Artificial intelligence-powered medical coding platform Arintra has launched new document improvement features aimed at helping healthcare providers recognize gaps that impact coverage and denials.
Launched in 2020, the platform creates extensive code charts to reveal patterns related to documentation and coding results, work relative value units (wRVUs), and rejections. According to the company, health systems using the platform have reported more than a 5% increase in revenue, a more than 64% reduction in days owed, and a more than 43% reduction in denials.
According to the press release, the changes in wRVU are not specifically related to consultations or documentation decisions, so documentation gaps can directly impact physician compensation. Approximately 70% of physicians are paid based on wRVUS, according to a statement from VMG Health.

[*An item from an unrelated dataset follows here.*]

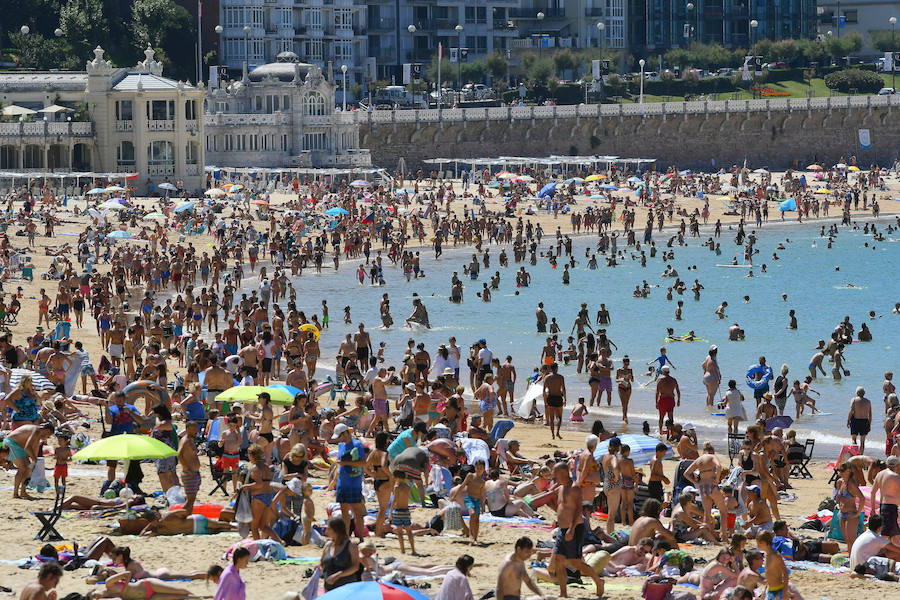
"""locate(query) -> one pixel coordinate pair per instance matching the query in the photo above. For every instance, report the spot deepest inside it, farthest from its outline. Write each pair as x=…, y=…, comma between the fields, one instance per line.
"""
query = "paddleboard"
x=533, y=392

Newly announced capabilities enable healthcare providers to identify these gaps, understand how specific documentation decisions impact coding, and conduct provider education at scale.
“Physicians know that documentation impacts compensation, but they rarely understand how specific gaps are driving costs,” Nitesh Shroff, CEO of Alintra, said in a statement. “They’re doing a job, but if the documentation doesn’t support the right code, they don’t get recognized for their work. We built this to show them, from their own graphs, what changed, why it changed, and what they should do differently next time.”
Alintra, which has signed 13 corporate agreements by the end of 2025, also recently shared the results of its partnership with Mercy Health. By using Alintra’s platform, multi-regional health systems saw a 5.1% increase in revenue and a 50% reduction in A/R days across 10 specialties, the organizations announced in January.